A report released Wednesday by the nonpartisan Congressional Budget Office suggested that the deal cuts a measly $352 million from spending in the current fiscal year, not $38.5 billion. The main reason for the discrepancy, according to the CBO: Many of the cuts involve money that wasn’t going to be spent this year anyway.
In the end, House Republicans needed votes from Democrats to pass the bill, which passed 260 to 167, with 59 GOP conservatives opposing the bill and 81 Democrats supporting it. The Senate bill passed 81 to 19, with 15 Republicans, three Democrats and one Independent voting in opposition.
Some lawmakers balked at a $2.5 billion “cut” from highway funding that is already blocked from being spent, for example. Sen. Tom Coburn (R) of Oklahoma found in the fine print a cut of $4.8 billion in unspent money from a victim’s compensation fund.
“That isn’t even government money,” he said, before voting no on the measure.
Boehner fires back
Speaker Boehner has been forced to hit back at the critics.
“There are some who claim the spending cuts in this bill aren't ‘real,’ that they’re ‘gimmicks.’ I just think it’s total nonsense," Boehner said before a vote on the bill. "A cut is a cut.”
On the floor of the House, he sought to sway skeptical conservatives about the bill’s fiscal impact.
“Every dime in this bill that is cut is a dime that Washington will spend if we leave it on the table," Boehner said. "If you vote ‘no’ on this bill, you're voting to do exactly that, leaving this money on the table to be spent by unelected bureaucrats."
Boehner said that these changes in so-called “budgetary authority,” when fully implemented and repeated year after year, would reduce the deficit by $315 billion over the coming decade – “the largest non-defense discretionary cut in the history of our country."
The speaker acknowledged that the cuts aren't as big as many Republicans hoped for, but he said they would help pave the way for deeper and longer-term spending reforms in his party's "path to prosperity" budget for 2012.
“Listen, this bill is not perfect. No cause for celebration. This is just one step.
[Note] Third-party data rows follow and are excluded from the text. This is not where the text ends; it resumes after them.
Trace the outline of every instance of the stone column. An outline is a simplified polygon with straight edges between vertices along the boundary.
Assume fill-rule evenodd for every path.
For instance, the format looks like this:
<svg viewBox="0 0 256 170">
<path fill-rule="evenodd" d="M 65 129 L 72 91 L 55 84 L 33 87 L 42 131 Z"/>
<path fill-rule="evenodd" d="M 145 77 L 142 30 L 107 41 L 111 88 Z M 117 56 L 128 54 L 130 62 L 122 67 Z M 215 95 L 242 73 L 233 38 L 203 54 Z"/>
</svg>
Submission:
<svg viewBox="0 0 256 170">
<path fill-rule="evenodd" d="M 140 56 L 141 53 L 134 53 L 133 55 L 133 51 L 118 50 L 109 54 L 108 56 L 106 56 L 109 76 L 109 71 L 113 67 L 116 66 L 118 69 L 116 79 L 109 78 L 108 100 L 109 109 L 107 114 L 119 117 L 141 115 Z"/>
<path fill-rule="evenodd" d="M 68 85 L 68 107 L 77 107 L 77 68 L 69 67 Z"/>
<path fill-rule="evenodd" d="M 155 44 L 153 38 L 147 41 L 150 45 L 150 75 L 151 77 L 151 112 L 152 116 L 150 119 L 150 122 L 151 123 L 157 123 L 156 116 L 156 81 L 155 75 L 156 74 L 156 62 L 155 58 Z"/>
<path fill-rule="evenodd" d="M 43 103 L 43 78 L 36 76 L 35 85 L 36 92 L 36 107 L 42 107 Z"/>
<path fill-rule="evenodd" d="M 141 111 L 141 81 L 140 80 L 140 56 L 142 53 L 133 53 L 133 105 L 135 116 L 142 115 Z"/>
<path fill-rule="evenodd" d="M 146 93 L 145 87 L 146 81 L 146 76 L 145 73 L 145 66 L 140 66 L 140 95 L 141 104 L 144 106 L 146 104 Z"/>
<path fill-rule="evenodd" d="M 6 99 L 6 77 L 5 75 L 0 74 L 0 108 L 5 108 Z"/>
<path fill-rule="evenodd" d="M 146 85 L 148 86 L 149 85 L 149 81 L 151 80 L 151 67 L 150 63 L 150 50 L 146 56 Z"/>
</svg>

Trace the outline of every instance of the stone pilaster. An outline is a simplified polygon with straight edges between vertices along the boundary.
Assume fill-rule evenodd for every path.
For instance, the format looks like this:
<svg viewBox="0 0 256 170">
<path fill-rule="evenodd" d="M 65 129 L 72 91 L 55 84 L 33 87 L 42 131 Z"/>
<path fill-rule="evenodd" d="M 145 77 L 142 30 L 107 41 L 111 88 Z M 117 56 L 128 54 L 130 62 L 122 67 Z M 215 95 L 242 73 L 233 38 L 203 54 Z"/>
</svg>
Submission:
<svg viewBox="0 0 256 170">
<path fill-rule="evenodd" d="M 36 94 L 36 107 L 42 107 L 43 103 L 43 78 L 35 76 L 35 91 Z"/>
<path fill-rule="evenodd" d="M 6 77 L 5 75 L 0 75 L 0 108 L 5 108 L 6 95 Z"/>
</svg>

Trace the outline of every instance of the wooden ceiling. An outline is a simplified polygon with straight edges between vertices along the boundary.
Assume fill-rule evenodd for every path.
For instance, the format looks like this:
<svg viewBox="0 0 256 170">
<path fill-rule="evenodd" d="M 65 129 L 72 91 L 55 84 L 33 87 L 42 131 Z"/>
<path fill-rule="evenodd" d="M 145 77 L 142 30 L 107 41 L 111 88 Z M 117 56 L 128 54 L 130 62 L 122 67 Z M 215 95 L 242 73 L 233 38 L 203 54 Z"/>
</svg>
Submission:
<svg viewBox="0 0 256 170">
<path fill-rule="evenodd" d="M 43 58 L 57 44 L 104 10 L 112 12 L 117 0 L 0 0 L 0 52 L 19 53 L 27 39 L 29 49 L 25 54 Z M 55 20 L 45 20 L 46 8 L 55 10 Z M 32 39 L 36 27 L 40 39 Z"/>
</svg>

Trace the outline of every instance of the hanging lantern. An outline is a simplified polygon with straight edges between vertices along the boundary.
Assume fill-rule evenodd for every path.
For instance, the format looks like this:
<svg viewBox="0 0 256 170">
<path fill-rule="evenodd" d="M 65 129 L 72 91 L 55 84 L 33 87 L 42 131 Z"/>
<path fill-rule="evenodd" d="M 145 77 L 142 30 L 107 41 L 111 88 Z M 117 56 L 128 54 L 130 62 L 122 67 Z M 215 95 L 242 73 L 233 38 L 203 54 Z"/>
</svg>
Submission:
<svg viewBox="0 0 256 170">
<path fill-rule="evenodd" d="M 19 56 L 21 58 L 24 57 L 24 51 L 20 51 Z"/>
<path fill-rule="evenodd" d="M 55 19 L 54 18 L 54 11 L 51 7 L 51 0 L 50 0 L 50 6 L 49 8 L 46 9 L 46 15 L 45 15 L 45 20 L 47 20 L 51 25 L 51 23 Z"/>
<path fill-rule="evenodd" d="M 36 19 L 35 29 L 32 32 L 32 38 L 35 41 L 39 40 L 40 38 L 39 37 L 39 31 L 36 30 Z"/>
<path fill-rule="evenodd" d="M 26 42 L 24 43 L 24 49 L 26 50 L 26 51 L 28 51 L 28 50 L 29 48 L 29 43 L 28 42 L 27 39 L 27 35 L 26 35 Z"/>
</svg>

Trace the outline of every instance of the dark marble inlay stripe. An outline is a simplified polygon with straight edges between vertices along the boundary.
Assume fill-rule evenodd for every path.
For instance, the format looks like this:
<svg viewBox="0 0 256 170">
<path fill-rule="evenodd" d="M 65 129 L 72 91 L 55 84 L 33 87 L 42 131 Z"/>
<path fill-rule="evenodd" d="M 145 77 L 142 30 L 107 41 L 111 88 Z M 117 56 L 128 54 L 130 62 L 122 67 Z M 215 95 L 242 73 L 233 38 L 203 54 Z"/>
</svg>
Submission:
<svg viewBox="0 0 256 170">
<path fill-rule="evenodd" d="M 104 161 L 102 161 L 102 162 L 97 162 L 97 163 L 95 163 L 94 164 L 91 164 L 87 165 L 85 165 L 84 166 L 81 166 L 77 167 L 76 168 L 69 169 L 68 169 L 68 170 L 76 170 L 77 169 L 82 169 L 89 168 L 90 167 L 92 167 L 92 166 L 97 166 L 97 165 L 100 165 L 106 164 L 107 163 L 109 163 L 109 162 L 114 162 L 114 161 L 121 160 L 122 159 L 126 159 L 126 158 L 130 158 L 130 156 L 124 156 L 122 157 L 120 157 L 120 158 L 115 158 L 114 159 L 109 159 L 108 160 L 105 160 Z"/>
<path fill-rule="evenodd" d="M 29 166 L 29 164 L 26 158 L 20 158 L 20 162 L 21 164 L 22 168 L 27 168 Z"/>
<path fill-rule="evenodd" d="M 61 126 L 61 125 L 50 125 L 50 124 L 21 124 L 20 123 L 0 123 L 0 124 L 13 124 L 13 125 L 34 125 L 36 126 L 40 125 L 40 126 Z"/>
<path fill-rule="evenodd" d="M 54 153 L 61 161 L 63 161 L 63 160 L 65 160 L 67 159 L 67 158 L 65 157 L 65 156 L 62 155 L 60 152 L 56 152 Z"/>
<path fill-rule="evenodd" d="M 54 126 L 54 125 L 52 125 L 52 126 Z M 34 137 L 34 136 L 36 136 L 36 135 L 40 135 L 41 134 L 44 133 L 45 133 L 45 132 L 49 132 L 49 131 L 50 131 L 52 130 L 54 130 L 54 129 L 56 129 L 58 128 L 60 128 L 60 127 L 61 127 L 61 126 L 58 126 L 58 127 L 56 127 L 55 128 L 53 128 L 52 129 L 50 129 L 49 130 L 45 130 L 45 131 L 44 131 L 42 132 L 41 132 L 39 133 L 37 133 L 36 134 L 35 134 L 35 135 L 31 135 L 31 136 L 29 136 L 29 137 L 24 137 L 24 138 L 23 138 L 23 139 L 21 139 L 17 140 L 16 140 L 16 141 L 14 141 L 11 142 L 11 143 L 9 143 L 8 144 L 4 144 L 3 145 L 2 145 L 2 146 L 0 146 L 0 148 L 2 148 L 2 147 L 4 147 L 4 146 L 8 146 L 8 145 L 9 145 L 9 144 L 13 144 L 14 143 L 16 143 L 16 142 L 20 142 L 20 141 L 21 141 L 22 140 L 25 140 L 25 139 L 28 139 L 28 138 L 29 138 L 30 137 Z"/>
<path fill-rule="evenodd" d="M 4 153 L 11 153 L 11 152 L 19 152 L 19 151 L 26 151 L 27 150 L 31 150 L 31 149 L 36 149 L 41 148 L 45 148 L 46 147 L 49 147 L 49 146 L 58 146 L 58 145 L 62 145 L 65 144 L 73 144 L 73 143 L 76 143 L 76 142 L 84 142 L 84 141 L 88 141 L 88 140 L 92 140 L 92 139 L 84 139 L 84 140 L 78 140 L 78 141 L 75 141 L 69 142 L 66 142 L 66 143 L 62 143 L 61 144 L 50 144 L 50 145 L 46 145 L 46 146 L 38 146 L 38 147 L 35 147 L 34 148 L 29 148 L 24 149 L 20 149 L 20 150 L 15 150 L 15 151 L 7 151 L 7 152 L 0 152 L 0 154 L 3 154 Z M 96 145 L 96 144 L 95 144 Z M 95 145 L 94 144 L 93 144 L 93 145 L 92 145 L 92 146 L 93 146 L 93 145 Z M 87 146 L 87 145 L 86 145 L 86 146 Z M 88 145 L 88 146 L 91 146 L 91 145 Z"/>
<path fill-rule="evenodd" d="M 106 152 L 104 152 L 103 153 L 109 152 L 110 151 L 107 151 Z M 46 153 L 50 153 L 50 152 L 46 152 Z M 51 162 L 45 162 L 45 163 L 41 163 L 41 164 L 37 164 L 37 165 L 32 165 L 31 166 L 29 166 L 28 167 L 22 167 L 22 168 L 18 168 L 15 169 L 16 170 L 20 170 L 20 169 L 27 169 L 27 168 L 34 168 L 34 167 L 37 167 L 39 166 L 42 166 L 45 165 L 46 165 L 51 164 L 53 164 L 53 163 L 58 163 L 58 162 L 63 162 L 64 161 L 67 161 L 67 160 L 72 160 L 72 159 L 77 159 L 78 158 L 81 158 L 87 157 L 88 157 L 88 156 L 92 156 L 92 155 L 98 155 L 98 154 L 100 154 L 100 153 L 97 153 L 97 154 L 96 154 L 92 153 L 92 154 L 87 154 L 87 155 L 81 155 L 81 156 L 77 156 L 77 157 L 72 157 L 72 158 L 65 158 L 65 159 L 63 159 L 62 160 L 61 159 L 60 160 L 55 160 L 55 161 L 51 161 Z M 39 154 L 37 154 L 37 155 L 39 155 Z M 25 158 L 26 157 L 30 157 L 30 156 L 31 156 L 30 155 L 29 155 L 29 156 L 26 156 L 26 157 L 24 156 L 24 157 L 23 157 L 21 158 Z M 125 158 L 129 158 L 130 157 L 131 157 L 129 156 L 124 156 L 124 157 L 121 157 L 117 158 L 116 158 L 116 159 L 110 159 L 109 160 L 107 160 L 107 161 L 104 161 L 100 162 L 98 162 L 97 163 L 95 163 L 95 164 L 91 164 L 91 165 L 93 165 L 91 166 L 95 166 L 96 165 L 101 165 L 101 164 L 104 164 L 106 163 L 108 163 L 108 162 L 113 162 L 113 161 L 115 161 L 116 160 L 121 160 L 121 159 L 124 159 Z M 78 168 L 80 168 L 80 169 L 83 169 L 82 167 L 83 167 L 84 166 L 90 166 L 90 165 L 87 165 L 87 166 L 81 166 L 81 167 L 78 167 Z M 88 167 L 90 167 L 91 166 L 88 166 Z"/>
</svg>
And the next step will come tomorrow when the House votes on Chairman Ryan’s budget, the path to prosperity,” he added.
Of the Republicans who went along, many echoed Boehner’s reasoning.
“It’s not perfect, but it’s certainly a long way from what they used to do around here, which is to spend more money,” said freshman Rep. Lou Barletta (R) of Pennsylvania. “As a former mayor, seeing those community development block grants cut were painful to me, but we’ve made it clear that this reckless spending binge we’ve been on is over.
'Slow, sad, silly' process
To liberal critics, the CBO estimates suggest that Republicans brought the government to the brink of a shutdown – potentially disrupting the economy via fallout such as a stoppage of federal paychecks – for savings that measure only in the millions dollars.
“Here ends the slow, sad, silly FY 2011 appropriations process,” said Rep. Marcy Kaptur (D) of Ohio, who opposed the bill on the grounds that the cuts would hurt jobs. “Ironically, the largest cuts are in transportation and housing at a time when 40 percent of the building trades are out of work,” she said after the vote.
Some conservative economists side with Boehner in looking at the spending cut glass as half-full.
Whether the cuts are reductions in appropriations or rescissions of unspent money, both have the effect of reducing the government's authority to spend, says Douglas Holtz-Eakin, president of the conservative American Action Forum. In a blog post Wednesday he called the affair a "tempest in a teapot."
“Ironically, budgeting, which we tend to think of as very precise, is an art, rather than a science,” says John Pitney, a political scientist at Claremont-McKenna College in Claremont, Calif. “A rough analogy is that ‘budget authority’ is opening the checking account, and outlay is writing the check. If you’re interested in what the government actually spends, you need to look at outlays.”
• Material from the Associated Press was used in this story.